Quando saí do banho, umas vinte novas mensagens mostravam que o grupo fervia. Por lá já tinham falado mais ou menos o que eu pensava: que o prefeito João mudou a Virada por ser “pau mandado” do governador Geraldo, político que não possui competência para garantir segurança pra população; que os grandes palcos longe do centro fodem com aquilo que a Virada tem de mais legal – que é a experiência pela parte histórica da cidade; e que, independente do lado político ou ideal, ir ao Jockey era o que tinha de mais bacana para se fazer naquela noite.
Chegando lá, no parque que fica na zona sul da cidade, o clima estava absolutamente agradável. Pessoas felizes, sorrindo e curtindo. Tudo muito organizado. Parecia um Lollapalooza.
Os principais palcos não lotaram. Ainda sim os shows foram ótimos.
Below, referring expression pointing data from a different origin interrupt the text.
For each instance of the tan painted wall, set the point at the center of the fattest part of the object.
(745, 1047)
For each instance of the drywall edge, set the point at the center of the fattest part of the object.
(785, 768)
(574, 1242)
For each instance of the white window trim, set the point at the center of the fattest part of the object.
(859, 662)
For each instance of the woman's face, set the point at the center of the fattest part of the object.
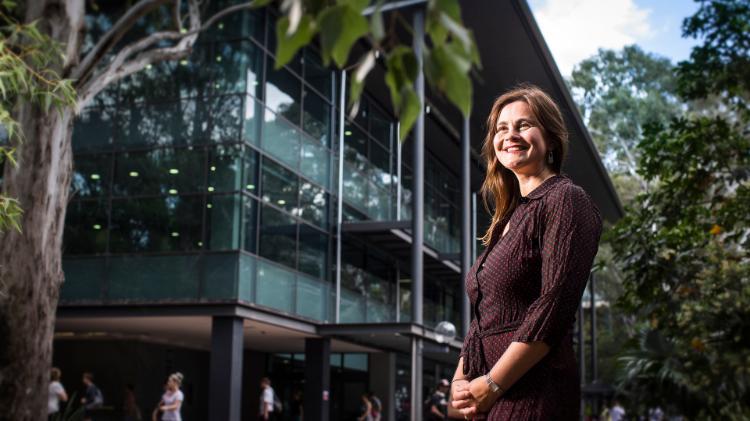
(519, 144)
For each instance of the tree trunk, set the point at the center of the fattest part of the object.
(31, 260)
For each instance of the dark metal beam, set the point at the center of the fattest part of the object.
(225, 375)
(317, 379)
(465, 220)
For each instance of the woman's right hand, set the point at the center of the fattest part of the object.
(460, 395)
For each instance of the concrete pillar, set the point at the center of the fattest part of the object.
(383, 382)
(225, 376)
(317, 379)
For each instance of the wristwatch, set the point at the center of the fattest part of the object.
(494, 387)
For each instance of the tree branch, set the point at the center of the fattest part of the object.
(108, 40)
(123, 65)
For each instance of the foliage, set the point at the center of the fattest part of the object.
(721, 65)
(449, 52)
(27, 61)
(618, 92)
(683, 247)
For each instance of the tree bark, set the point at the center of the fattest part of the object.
(31, 260)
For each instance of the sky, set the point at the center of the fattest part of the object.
(575, 29)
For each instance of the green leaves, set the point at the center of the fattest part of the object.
(340, 27)
(402, 69)
(449, 54)
(288, 44)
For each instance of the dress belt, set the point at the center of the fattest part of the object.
(474, 364)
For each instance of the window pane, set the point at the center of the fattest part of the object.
(316, 74)
(251, 120)
(94, 129)
(238, 68)
(315, 162)
(85, 227)
(278, 234)
(317, 117)
(283, 93)
(280, 186)
(313, 252)
(91, 175)
(314, 204)
(250, 222)
(223, 215)
(226, 116)
(228, 168)
(161, 171)
(281, 139)
(171, 223)
(167, 124)
(241, 24)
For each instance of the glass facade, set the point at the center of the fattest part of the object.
(214, 178)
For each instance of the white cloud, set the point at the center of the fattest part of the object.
(575, 29)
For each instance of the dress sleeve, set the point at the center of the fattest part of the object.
(570, 238)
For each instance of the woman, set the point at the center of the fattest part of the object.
(56, 392)
(517, 362)
(365, 409)
(171, 400)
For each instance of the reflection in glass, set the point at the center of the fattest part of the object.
(85, 227)
(315, 163)
(223, 218)
(94, 129)
(171, 223)
(238, 68)
(313, 204)
(313, 252)
(279, 186)
(91, 175)
(316, 119)
(160, 171)
(281, 139)
(278, 234)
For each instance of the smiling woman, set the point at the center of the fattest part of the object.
(517, 361)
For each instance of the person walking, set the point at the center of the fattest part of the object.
(56, 392)
(517, 360)
(267, 400)
(171, 401)
(438, 409)
(92, 398)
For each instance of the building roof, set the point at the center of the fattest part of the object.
(513, 51)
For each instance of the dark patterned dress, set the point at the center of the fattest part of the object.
(526, 287)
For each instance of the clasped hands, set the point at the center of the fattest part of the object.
(472, 397)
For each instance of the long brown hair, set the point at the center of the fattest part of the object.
(500, 185)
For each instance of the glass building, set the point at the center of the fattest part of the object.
(226, 224)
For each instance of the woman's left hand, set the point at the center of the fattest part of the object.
(483, 396)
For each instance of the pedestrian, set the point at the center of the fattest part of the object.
(617, 413)
(377, 406)
(92, 398)
(438, 404)
(56, 392)
(130, 409)
(171, 400)
(517, 360)
(267, 400)
(365, 408)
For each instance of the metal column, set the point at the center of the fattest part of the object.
(340, 194)
(317, 379)
(417, 225)
(581, 361)
(466, 210)
(225, 375)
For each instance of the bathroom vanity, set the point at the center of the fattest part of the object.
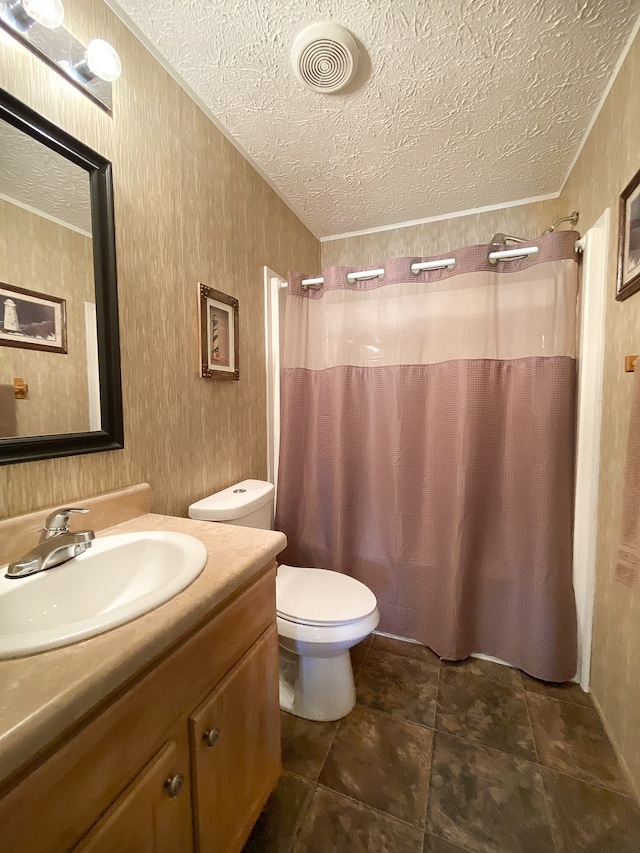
(175, 745)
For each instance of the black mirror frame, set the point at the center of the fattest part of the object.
(111, 436)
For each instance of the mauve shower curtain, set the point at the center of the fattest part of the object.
(427, 448)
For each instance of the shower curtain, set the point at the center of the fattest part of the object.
(427, 448)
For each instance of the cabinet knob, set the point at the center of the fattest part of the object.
(211, 736)
(173, 785)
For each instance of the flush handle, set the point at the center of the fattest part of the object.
(210, 737)
(173, 785)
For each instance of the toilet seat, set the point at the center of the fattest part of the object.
(321, 598)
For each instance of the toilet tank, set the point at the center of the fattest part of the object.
(247, 504)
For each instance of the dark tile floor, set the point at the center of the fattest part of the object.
(445, 758)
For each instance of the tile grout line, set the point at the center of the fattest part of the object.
(433, 746)
(371, 808)
(301, 817)
(547, 805)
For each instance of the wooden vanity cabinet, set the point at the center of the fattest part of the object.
(146, 773)
(153, 815)
(235, 744)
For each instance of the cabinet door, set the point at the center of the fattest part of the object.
(154, 813)
(235, 743)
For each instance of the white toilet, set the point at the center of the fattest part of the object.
(320, 613)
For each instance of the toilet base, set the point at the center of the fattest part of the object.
(316, 688)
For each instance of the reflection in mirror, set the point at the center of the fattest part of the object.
(46, 255)
(58, 300)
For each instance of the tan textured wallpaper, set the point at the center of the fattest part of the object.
(41, 255)
(434, 238)
(188, 208)
(607, 163)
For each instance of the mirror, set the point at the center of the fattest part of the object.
(58, 294)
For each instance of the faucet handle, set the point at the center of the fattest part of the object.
(58, 521)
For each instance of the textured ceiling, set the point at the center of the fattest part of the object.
(36, 177)
(458, 104)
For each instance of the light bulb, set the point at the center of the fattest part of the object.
(47, 13)
(102, 60)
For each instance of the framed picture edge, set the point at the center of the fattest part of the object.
(205, 292)
(44, 347)
(623, 291)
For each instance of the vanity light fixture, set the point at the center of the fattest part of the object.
(26, 13)
(100, 60)
(36, 24)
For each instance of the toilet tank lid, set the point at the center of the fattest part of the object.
(234, 502)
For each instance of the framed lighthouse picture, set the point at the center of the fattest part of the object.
(219, 334)
(32, 320)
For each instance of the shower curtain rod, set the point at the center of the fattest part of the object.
(498, 239)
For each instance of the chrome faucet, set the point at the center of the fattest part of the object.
(57, 545)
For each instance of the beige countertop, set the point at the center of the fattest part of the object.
(43, 695)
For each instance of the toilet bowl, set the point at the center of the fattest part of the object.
(320, 614)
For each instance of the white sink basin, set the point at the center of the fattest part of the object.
(118, 578)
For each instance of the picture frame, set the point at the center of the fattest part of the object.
(219, 334)
(32, 320)
(629, 240)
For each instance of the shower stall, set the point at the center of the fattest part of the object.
(477, 528)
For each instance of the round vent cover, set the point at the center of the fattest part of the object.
(325, 57)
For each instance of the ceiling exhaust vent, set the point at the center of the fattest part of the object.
(325, 57)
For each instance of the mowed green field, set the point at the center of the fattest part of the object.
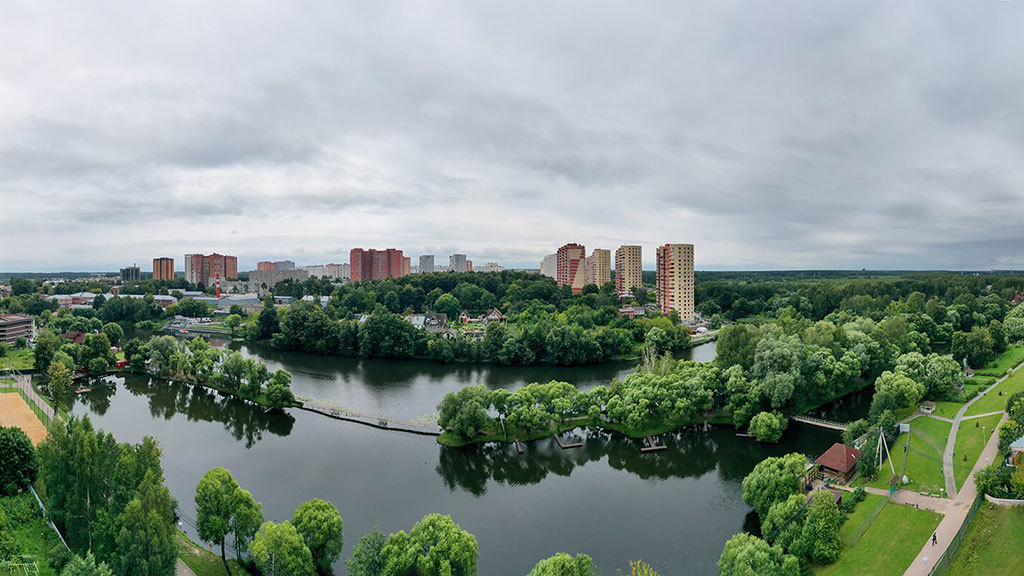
(992, 402)
(889, 544)
(924, 459)
(993, 544)
(971, 440)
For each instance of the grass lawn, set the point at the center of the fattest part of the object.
(947, 409)
(1013, 356)
(22, 359)
(992, 544)
(203, 562)
(31, 532)
(924, 461)
(970, 443)
(992, 402)
(890, 543)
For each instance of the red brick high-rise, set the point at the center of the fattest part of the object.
(570, 266)
(375, 264)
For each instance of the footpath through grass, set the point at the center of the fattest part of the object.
(1013, 356)
(992, 402)
(888, 545)
(203, 562)
(924, 458)
(971, 440)
(993, 544)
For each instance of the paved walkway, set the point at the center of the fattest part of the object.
(947, 455)
(182, 570)
(954, 516)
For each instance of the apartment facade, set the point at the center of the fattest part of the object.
(206, 268)
(629, 268)
(549, 265)
(598, 268)
(457, 262)
(375, 264)
(570, 258)
(163, 269)
(14, 326)
(675, 279)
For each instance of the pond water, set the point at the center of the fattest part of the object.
(674, 508)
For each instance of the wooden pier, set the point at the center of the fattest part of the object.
(566, 446)
(652, 447)
(375, 421)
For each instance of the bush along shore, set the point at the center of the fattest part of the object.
(192, 362)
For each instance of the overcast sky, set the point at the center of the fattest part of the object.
(769, 134)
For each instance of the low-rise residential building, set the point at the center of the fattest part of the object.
(14, 326)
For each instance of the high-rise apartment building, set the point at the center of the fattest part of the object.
(163, 269)
(549, 265)
(629, 269)
(675, 279)
(375, 264)
(598, 268)
(570, 266)
(457, 262)
(202, 269)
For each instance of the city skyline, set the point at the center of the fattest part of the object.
(878, 138)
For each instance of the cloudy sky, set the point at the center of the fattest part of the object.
(770, 134)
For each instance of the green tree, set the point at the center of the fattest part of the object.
(564, 565)
(749, 556)
(279, 392)
(47, 343)
(768, 426)
(145, 544)
(368, 558)
(435, 546)
(820, 535)
(279, 550)
(114, 332)
(773, 480)
(783, 525)
(216, 497)
(87, 566)
(58, 382)
(320, 525)
(446, 303)
(246, 520)
(18, 464)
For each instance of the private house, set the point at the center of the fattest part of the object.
(838, 462)
(14, 326)
(495, 315)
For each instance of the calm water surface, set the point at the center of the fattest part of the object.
(674, 508)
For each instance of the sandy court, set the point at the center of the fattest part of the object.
(14, 412)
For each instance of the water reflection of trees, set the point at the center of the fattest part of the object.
(690, 453)
(243, 420)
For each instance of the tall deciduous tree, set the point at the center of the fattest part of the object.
(320, 525)
(773, 480)
(18, 465)
(216, 497)
(279, 550)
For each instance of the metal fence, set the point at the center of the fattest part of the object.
(24, 383)
(942, 566)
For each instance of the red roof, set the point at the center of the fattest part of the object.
(840, 457)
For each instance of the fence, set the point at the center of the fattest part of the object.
(43, 410)
(942, 566)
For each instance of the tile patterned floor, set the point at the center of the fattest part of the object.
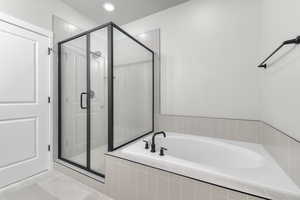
(52, 185)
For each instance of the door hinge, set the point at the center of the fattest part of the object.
(49, 50)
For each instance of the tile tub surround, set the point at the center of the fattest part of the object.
(231, 129)
(285, 150)
(243, 166)
(130, 181)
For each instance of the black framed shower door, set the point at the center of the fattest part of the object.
(87, 95)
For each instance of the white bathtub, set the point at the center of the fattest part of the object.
(240, 166)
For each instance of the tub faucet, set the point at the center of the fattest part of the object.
(153, 140)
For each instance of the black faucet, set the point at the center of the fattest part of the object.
(153, 140)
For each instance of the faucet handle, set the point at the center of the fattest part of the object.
(162, 151)
(146, 144)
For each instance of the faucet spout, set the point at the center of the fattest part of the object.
(153, 140)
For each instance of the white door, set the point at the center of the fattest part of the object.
(24, 110)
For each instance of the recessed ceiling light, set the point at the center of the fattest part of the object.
(109, 7)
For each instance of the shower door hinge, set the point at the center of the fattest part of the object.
(49, 50)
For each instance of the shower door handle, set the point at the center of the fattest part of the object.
(81, 100)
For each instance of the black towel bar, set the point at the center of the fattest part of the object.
(287, 42)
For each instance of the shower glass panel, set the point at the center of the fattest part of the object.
(74, 101)
(133, 89)
(98, 99)
(105, 95)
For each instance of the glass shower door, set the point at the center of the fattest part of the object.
(74, 102)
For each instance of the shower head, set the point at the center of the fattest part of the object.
(96, 54)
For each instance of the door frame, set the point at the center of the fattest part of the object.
(49, 35)
(110, 29)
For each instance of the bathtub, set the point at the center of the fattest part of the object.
(240, 166)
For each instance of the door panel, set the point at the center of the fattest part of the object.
(24, 110)
(74, 101)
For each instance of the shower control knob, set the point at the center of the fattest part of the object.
(162, 151)
(146, 144)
Colegas da Gaymada duelavam nas quadras, próximo às coxias rolava a belíssima curadoria musical da festa Selvagem e no palco principal presenciamos a experiência mais rica que o carimbó já nos proporcionou: o show de Dona Onete com participação de Gaby Amarantos.
Aos poucos foram chegando as notícias de que, por exemplo, no palco do Anhembi, a Fafá de Belém cancelou seu show por “indisposição”, mas sabemos que no local havia falta de público. Que os poucos palcos do centro exalavam decadência. Paradoxalmente, euforia e decepção bailavam por aquela noite.
Mas foi ao acordar no dia seguinte, com a boca roxa e a ressaca oriunda dos dois vinhos que estavam na mochila, que eu vi um conhecido comentando no Facebook: “acordei com o som de bombas e helicópteros aqui no centro”.
Parece que o prefeito tinha esvaziado o centro propositalmente. Em uma operação policial, expulsaram com bombas e balas de borracha as pessoas doentes que vivem na Cracolândia. Isso poucos meses depois de tirarem aquele que, talvez, fosse a única forma de recuperação para esses cidadãos, o Programa Braços Abertos. Na mesma manhã, a Folha ainda teve a cara de pau de escrever que “chefões do PCC foram capturados”. Chefões do PCC? Domingo de manhã na Cracolândia? Não. O que aconteceu foi uma atitude higienista daquelas.
Mas claro, estamos falando de líderes que não possuem empatia nem com quem curte escutar uma Gal no Anhangabaú. Imagina então com as camadas mais vulneráveis.
A real é que esse negócio de Virada vazia com cara de Loolapalloza não tá certo, não. Ambiente controlado é para ratos de laboratório e adoradores de shoppings. Apesar de acreditar que os primeiros possuem maior empatia pelo próximo.